A resistência legítima resolveu jogar lama para todo lado. Para enfraquecer a intervenção/pro-temporalidade era necessário negar o direito às aulas aos alunos. O caminho para tal: bater aleatoriamente na gestão durante as reuniões dos colegiados superiores.  E de março a outubro, o IFRN ficou sem aulas. Presencial, online… A justificativa era a pandemia. Depois, a intervenção. Isso quando escolas privadas, conforme me disse uma professora da rede particular de ensino e casada com professor do IFRN, esperaram duas semanas para saber qual seria “o caminho do IF, afinal é uma escola de ciência e tecnologia, com cursos de informática, redes de computadores…”.
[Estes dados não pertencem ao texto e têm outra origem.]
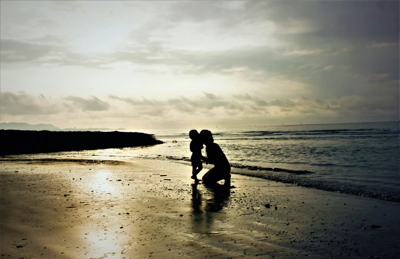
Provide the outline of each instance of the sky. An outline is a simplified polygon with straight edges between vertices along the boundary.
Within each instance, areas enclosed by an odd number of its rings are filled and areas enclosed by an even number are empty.
[[[398,1],[0,2],[0,122],[399,119]]]

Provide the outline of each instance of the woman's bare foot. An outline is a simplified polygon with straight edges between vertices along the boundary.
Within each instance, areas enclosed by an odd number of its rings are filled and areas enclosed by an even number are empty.
[[[196,176],[192,176],[191,177],[190,177],[190,178],[194,180],[194,182],[195,183],[198,183],[199,182],[202,181],[199,179],[198,179]]]

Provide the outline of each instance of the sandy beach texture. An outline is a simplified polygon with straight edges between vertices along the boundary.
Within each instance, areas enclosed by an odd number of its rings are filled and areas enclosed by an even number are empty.
[[[1,258],[400,257],[398,203],[236,175],[220,190],[191,170],[2,161]]]

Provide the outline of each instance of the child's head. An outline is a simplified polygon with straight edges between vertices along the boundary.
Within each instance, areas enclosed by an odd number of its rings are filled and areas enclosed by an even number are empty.
[[[214,142],[213,134],[211,131],[208,130],[203,130],[200,132],[200,140],[206,146]]]
[[[190,138],[190,139],[192,140],[198,139],[198,132],[197,132],[196,130],[191,130],[189,131],[189,137]]]

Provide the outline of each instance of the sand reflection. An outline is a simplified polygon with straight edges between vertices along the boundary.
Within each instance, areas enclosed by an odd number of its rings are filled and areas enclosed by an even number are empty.
[[[215,213],[225,208],[229,202],[230,191],[222,185],[204,187],[204,193],[198,190],[198,184],[192,184],[192,224],[193,232],[213,231],[215,222],[225,218],[224,213]]]

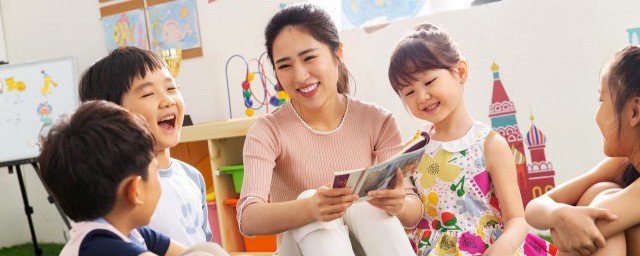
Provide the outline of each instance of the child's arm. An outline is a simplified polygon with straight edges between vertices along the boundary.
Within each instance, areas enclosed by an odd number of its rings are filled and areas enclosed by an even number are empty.
[[[182,245],[180,242],[177,242],[177,241],[171,239],[171,243],[169,243],[169,249],[167,249],[167,253],[165,255],[166,256],[177,256],[177,255],[180,255],[185,250],[187,250],[187,247]]]
[[[595,225],[596,219],[615,219],[615,215],[603,208],[574,207],[582,195],[598,182],[616,182],[628,164],[626,158],[607,158],[586,174],[568,181],[527,205],[526,216],[531,226],[554,231],[562,238],[565,248],[603,247],[605,240]]]
[[[484,255],[513,255],[524,242],[528,225],[524,219],[516,165],[507,141],[491,132],[484,143],[485,162],[500,202],[504,233]]]
[[[605,238],[624,232],[640,223],[640,179],[628,187],[608,195],[596,198],[593,206],[611,211],[618,216],[615,220],[597,219],[596,226]]]

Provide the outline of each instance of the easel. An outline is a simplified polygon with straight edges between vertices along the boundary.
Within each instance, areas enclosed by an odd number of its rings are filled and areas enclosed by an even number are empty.
[[[31,164],[31,166],[33,166],[33,169],[36,171],[36,174],[38,174],[38,178],[40,179],[40,182],[42,182],[42,177],[40,176],[40,168],[38,168],[38,161],[37,159],[24,159],[24,160],[19,160],[19,161],[12,161],[12,162],[8,162],[8,163],[2,163],[0,164],[0,167],[4,167],[7,166],[9,168],[9,174],[13,173],[13,169],[15,167],[16,169],[16,174],[18,175],[18,182],[20,183],[20,192],[22,193],[22,202],[24,203],[24,213],[27,215],[27,220],[29,221],[29,230],[31,231],[31,241],[33,242],[33,248],[35,251],[35,255],[42,255],[42,248],[40,248],[40,246],[38,245],[38,239],[36,238],[36,232],[33,228],[33,220],[31,219],[31,214],[33,214],[33,208],[31,207],[31,205],[29,205],[29,199],[27,197],[27,189],[24,185],[24,179],[22,177],[22,170],[20,169],[21,165],[24,164]],[[70,230],[71,229],[71,225],[69,224],[69,220],[67,219],[67,217],[65,216],[64,212],[62,211],[62,209],[60,208],[60,206],[55,202],[55,200],[53,199],[53,196],[51,196],[51,192],[49,192],[49,188],[47,188],[46,185],[44,185],[44,183],[42,183],[43,186],[45,187],[45,190],[47,191],[47,194],[49,195],[47,197],[47,199],[49,200],[49,203],[52,203],[56,206],[56,208],[58,209],[58,212],[60,213],[60,216],[62,216],[62,221],[64,221],[64,224],[67,226],[67,229]]]

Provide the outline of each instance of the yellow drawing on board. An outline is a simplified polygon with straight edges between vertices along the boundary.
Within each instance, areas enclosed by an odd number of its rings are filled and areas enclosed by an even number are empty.
[[[7,83],[7,91],[18,90],[18,92],[22,92],[27,89],[27,85],[22,81],[16,82],[13,77],[7,78],[4,80]]]

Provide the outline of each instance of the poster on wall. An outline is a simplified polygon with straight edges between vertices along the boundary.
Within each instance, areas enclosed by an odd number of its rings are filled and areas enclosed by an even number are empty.
[[[489,107],[491,128],[507,140],[516,163],[518,187],[522,196],[523,206],[555,187],[555,170],[553,164],[545,155],[546,135],[533,123],[531,113],[531,128],[522,136],[516,118],[516,104],[509,98],[502,80],[500,67],[495,62],[491,65],[493,72],[493,92]],[[527,164],[524,143],[526,142],[531,156],[531,163]]]
[[[342,0],[342,29],[375,26],[393,20],[414,17],[425,1],[413,0]]]
[[[131,10],[102,17],[104,38],[109,51],[118,47],[135,46],[149,50],[144,10]]]
[[[154,52],[180,48],[182,57],[202,56],[195,0],[148,1],[149,43]]]

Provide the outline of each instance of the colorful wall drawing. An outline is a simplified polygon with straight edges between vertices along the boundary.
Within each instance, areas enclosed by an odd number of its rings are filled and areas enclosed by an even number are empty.
[[[535,125],[527,132],[527,145],[532,163],[527,164],[524,151],[522,133],[516,120],[516,105],[509,99],[500,80],[500,67],[493,63],[493,96],[489,107],[491,128],[507,140],[516,162],[518,185],[522,203],[526,206],[529,201],[546,193],[555,186],[555,171],[551,162],[546,160],[544,148],[546,137]],[[533,117],[531,118],[533,121]]]
[[[77,106],[75,78],[72,58],[0,66],[0,166],[38,157],[41,136]]]
[[[149,49],[147,25],[142,9],[103,17],[102,26],[109,51],[124,46]]]
[[[373,26],[413,17],[425,0],[342,0],[342,28]]]
[[[149,6],[147,22],[154,52],[177,47],[183,51],[201,47],[195,0]]]

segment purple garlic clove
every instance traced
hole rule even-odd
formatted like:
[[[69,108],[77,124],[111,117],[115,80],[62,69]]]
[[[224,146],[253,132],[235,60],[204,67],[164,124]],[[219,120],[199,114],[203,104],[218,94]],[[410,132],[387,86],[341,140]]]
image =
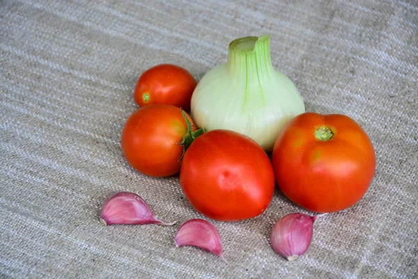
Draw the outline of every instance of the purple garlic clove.
[[[225,261],[219,233],[213,225],[204,220],[192,219],[185,223],[176,234],[174,242],[176,247],[199,247],[217,255]]]
[[[311,245],[316,216],[291,213],[280,218],[270,235],[274,252],[293,261],[303,255]]]
[[[100,221],[104,225],[176,224],[157,219],[146,202],[138,195],[130,192],[121,192],[109,198],[102,208]]]

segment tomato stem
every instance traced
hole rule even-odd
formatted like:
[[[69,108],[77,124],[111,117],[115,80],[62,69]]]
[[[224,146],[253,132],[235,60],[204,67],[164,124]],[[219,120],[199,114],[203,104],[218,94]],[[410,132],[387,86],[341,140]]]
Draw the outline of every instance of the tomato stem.
[[[193,130],[192,123],[190,122],[190,120],[189,120],[189,118],[185,113],[185,111],[181,110],[181,114],[183,114],[183,117],[185,118],[185,120],[186,121],[186,123],[187,124],[187,132],[183,136],[182,141],[180,143],[180,144],[183,145],[183,153],[181,156],[180,160],[183,159],[183,156],[185,156],[185,153],[186,153],[186,151],[187,150],[190,144],[192,144],[192,142],[193,142],[194,140],[196,140],[199,135],[205,133],[205,130],[201,128]]]
[[[320,127],[315,131],[315,137],[320,142],[327,142],[334,137],[334,132],[328,127]]]
[[[150,94],[148,94],[146,92],[144,93],[144,94],[142,94],[142,99],[144,102],[148,102],[148,100],[150,100]]]

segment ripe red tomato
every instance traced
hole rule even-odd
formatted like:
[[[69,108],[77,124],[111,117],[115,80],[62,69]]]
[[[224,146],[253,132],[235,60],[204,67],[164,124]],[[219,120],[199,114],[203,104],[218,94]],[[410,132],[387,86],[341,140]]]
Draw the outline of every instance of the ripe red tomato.
[[[134,99],[138,105],[168,104],[190,110],[196,80],[186,69],[171,64],[154,66],[139,77]]]
[[[256,142],[236,132],[212,130],[186,151],[180,183],[199,212],[235,221],[265,211],[273,195],[274,174],[268,156]]]
[[[300,114],[281,132],[272,163],[279,187],[295,204],[334,212],[358,202],[376,169],[370,139],[341,114]]]
[[[193,130],[196,129],[187,114]],[[122,150],[129,163],[152,176],[180,171],[183,149],[179,143],[187,131],[181,110],[171,105],[141,107],[127,119],[122,131]]]

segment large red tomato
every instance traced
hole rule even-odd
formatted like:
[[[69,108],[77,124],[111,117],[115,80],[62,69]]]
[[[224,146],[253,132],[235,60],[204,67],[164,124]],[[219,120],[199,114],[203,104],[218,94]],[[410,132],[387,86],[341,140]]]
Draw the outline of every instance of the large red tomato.
[[[180,183],[199,212],[234,221],[265,211],[274,190],[274,174],[268,156],[256,142],[235,132],[212,130],[186,151]]]
[[[190,110],[196,80],[186,69],[172,64],[154,66],[139,77],[134,98],[140,106],[168,104]]]
[[[341,114],[300,114],[281,132],[272,162],[279,187],[291,200],[317,212],[334,212],[359,201],[376,169],[370,139]]]
[[[193,130],[192,119],[186,114]],[[187,132],[181,110],[171,105],[141,107],[127,119],[122,131],[122,150],[129,163],[153,176],[167,176],[180,171],[183,147],[179,144]]]

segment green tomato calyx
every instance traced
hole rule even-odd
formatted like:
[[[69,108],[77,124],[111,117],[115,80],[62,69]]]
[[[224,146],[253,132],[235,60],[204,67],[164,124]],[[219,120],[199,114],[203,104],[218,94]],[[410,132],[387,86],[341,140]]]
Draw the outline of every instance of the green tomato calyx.
[[[144,100],[145,103],[147,103],[148,100],[150,100],[150,94],[148,94],[148,92],[143,93],[142,100]]]
[[[315,130],[315,137],[320,142],[327,142],[334,137],[334,132],[330,127],[323,126]]]
[[[183,145],[183,153],[181,156],[181,158],[180,158],[180,161],[183,160],[183,158],[184,157],[186,151],[187,150],[190,144],[192,144],[192,142],[193,142],[194,140],[196,140],[199,135],[205,133],[203,129],[197,129],[196,130],[193,130],[192,123],[190,122],[190,120],[189,120],[189,118],[185,113],[185,111],[181,110],[181,114],[183,114],[183,117],[185,118],[185,120],[186,121],[186,123],[187,123],[187,132],[183,136],[181,142],[178,143],[179,144]]]

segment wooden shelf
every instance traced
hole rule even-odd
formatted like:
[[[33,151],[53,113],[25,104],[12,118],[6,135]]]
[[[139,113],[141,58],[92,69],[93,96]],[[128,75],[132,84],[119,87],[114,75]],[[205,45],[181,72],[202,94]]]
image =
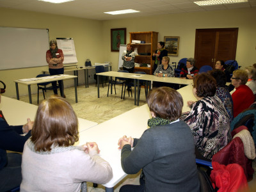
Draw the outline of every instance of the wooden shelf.
[[[145,44],[132,44],[138,49],[138,52],[150,53],[150,55],[135,56],[135,63],[148,63],[150,67],[135,67],[134,71],[145,71],[148,74],[152,74],[154,70],[154,61],[152,60],[152,56],[157,49],[158,32],[130,32],[130,43],[132,40],[144,41]]]

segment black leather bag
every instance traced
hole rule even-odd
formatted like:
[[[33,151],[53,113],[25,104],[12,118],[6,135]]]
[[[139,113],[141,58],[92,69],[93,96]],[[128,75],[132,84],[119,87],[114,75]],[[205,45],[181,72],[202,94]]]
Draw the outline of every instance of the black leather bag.
[[[3,85],[4,86],[4,88],[1,88],[1,89],[0,89],[0,90],[1,90],[1,93],[4,93],[5,92],[5,89],[6,89],[6,86],[5,85],[5,84],[4,84],[4,83],[3,83],[2,81],[0,81],[0,83],[1,83],[2,84],[3,84]]]
[[[88,66],[92,66],[92,63],[90,60],[87,59],[86,61],[85,61],[85,67],[88,67]]]

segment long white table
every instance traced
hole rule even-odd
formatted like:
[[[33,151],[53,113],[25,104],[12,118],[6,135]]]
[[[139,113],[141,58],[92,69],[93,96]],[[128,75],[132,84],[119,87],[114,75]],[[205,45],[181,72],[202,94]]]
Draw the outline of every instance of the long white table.
[[[24,125],[27,122],[27,118],[30,118],[33,121],[38,108],[37,106],[1,95],[0,110],[3,111],[4,118],[10,125]],[[79,132],[98,124],[81,118],[78,118],[78,122]]]
[[[74,79],[74,84],[75,84],[76,102],[77,102],[77,84],[76,84],[76,83],[77,83],[76,78],[77,78],[77,76],[70,76],[70,75],[58,75],[58,76],[59,76],[59,77],[54,78],[54,79],[37,79],[37,80],[36,80],[36,81],[20,81],[20,79],[14,81],[14,82],[15,82],[15,86],[16,86],[17,99],[18,99],[18,100],[20,99],[20,96],[19,96],[19,85],[18,85],[19,83],[28,86],[28,95],[29,97],[29,103],[32,104],[32,97],[31,97],[31,84],[37,84],[38,83],[47,83],[47,82],[60,81],[60,80],[67,80],[67,79]],[[51,76],[48,76],[48,77],[51,77]],[[42,77],[40,79],[43,79],[43,77]],[[62,84],[62,86],[63,86],[63,84]],[[62,89],[62,90],[63,90],[63,89]]]
[[[145,80],[148,81],[157,81],[175,84],[189,84],[193,83],[192,79],[180,79],[177,77],[157,77],[156,76],[148,75],[148,74],[138,74],[134,73],[122,73],[118,72],[106,72],[102,73],[97,74],[98,78],[98,98],[100,97],[99,93],[99,76],[108,76],[108,77],[122,77],[127,79],[131,79],[134,81],[134,105],[139,106],[139,92],[136,90],[136,85],[139,84],[140,80]],[[136,82],[137,79],[137,82]],[[112,87],[111,87],[112,88]],[[136,95],[136,92],[137,95]]]

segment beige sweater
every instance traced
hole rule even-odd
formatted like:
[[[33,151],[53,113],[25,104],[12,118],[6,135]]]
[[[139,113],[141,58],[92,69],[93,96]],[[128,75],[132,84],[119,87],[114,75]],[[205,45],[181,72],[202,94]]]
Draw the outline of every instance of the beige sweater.
[[[84,181],[104,184],[113,177],[109,164],[97,154],[73,149],[40,154],[25,143],[20,191],[80,191]]]

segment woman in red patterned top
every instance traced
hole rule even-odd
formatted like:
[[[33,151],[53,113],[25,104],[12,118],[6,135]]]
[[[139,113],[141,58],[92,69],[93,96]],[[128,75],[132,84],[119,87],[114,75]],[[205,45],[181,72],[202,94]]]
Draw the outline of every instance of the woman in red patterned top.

A permanência de Josué à frente dos destinos do IFRN encerrou-se definitivamente em dezembro. Antes, porém, a juíza Gisele Maria da Silva Araújo Leite, da 4ª Vara Federal, determinou, em 1º de maio (sexta-feira), a suspensão de portaria de nomeação de Josué Moreira ao cargo de reitor e a nomeação de José Arnóbio. A medida, no entanto, durou pouco, pois o Tribunal Federal de Pernambuco, sediado em Recife, retornou Josué à função. Uma vez mais a juíza Gisele Leite emitiu decisão judicial em 11 de dezembro de 2020, determinando a regularidade da posse do professor José Arnóbio. Dez dias depois, o MEC realizou a nomeação e em 24 de agosto de 2021 foi publicado decreto da Presidência da República, nomeando Arnóbio reitor do IFRN.